Ministro do STF lamenta morte de Charlie Kirk e critica ideia de que perdão ou anistia promovem pacificação social
O ministro do Supremo Tribunal Federal (STF), Flávio Dino, lamentou nesta quinta-feira (11/9) o assassinato do ativista norte-americano Charlie Kirk, aliado do presidente Donald Trump, ocorrido na véspera nos Estados Unidos. Dino classificou o episódio como um “crime político”.
A fala do magistrado ocorreu durante a retomada do julgamento da chamada trama golpista, na Primeira Turma do STF. A Corte analisa a responsabilidade do ex-presidente Jair Bolsonaro (PL) e de outros sete réus na suposta tentativa de golpe de Estado após as eleições de 2022.
No momento em que a ministra Cármen Lúcia iniciava a leitura de seu voto — considerado decisivo para o resultado —, Dino pediu a palavra para fazer uma ponderação sobre o debate em torno da anistia. O ministro, que já votou pela condenação dos oito acusados, sinalizou, porém, que deve defender penas mais brandas.
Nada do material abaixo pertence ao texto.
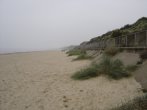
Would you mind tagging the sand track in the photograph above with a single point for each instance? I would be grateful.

Dino relembrou que, ao reassumir a Casa Branca em janeiro deste ano, Trump concedeu perdão presidencial a cerca de 1.500 pessoas acusadas de participar da invasão ao Capitólio em 6 de janeiro de 2021. Segundo o ministro, a medida não resultou em pacificação social.
“É curioso notar, porque há uma ideia de que a anistia, o perdão, é igual à paz. Foi feito perdão nos EUA, mas não há paz”, afirmou.
Para Dino, a experiência internacional demonstra que não basta apagar processos ou conceder perdões para que a sociedade se reconcilie. “O que pauta a suposta paz desejada não é o esquecimento, mas talvez o funcionamento adequado das instâncias expressivas do Estado”, completou.
O que disse o ministro Flávio Dino
Lamentou morte de ativista: Dino iniciou sua fala lamentando o assassinato de Charlie Kirk, ativista norte-americano aliado de Donald Trump, e classificou o crime como “político”.
Contexto do julgamento: A declaração ocorreu durante a retomada do julgamento da chamada trama golpista, enquanto a ministra Cármen Lúcia se preparava para ler seu voto.
Sinalização sobre a anistia: O ministro, que já votou pela condenação dos réus, usou a experiência dos Estados Unidos como exemplo para debater a questão da anistia. Ele indicou que, apesar de favorável à punição, pode defender penas mais brandas.
Crítica ao perdão como solução: Dino destacou que a anistia concedida por Donald Trump a participantes da invasão ao Capitólio em 2021 não resultou em pacificação social. Ele argumentou que o perdão não é sinônimo de paz.
Importância do funcionamento do Estado: Para o ministro, a verdadeira pacificação e reconciliação social não vêm do esquecimento ou da anistia, mas sim do “funcionamento adequado das instâncias expressivas do Estado”.